Ocotillo provides a performant and user-friendly speech recognition solution, targeting developers and researchers who need accurate English transcription. It simplifies the process of integrating state-of-the-art speech-to-text capabilities into applications, offering significant speed improvements through TorchScript optimization.

How It Works

Ocotillo leverages a wav2vec2 model, specifically jbetker/wav2vec2-large-robust-ft-libritts-voxpopuli, fine-tuned for speech recognition and punctuation prediction. The core advantage lies in its TorchScript tracing, which compiles the PyTorch model into C++ for highly efficient inference. This approach minimizes overhead and maximizes processing speed, especially on GPUs.

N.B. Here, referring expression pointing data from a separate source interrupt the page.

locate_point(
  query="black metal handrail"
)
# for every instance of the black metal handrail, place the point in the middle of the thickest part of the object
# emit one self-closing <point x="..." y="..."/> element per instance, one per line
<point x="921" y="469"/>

Quick Start & Requirements

  • Install PyTorch: https://pytorch.org/get-started/locally/
  • Clone and install:
    git clone https://github.com/neonbjb/ocotillo.git
    cd ocotillo
    python setup.py install
    
  • Dependencies: PyTorch, Hugging Face Transformers. GPU (NVIDIA recommended) for optimal performance.
  • Demo Colab notebook: asr_demo.ipynb

Highlighted Details

  • Achieves 329x faster-than-realtime processing on an NVIDIA A5000 GPU with batch size 16.
  • Fine-tuned wav2vec2 model predicts punctuation for improved transcription quality.
  • Offers a simple CLI, batch processing script (transcribe.py), and a Python API (Transcriber class).
  • Includes an HTTP server compatible with Mycroft AI for remote speech-to-text services.

Maintenance & Community

  • Key contributions acknowledged from Patrick von Platen for Hugging Face API and blog posts.
  • No explicit community links (Discord/Slack) or roadmap provided in the README.

Licensing & Compatibility

  • The README does not explicitly state a license. Compatibility for commercial use or closed-source linking is not specified.

Limitations & Caveats

The project is focused on English speech recognition and has not been tested on embedded hardware like the Raspberry Pi. The licensing status requires clarification for commercial adoption.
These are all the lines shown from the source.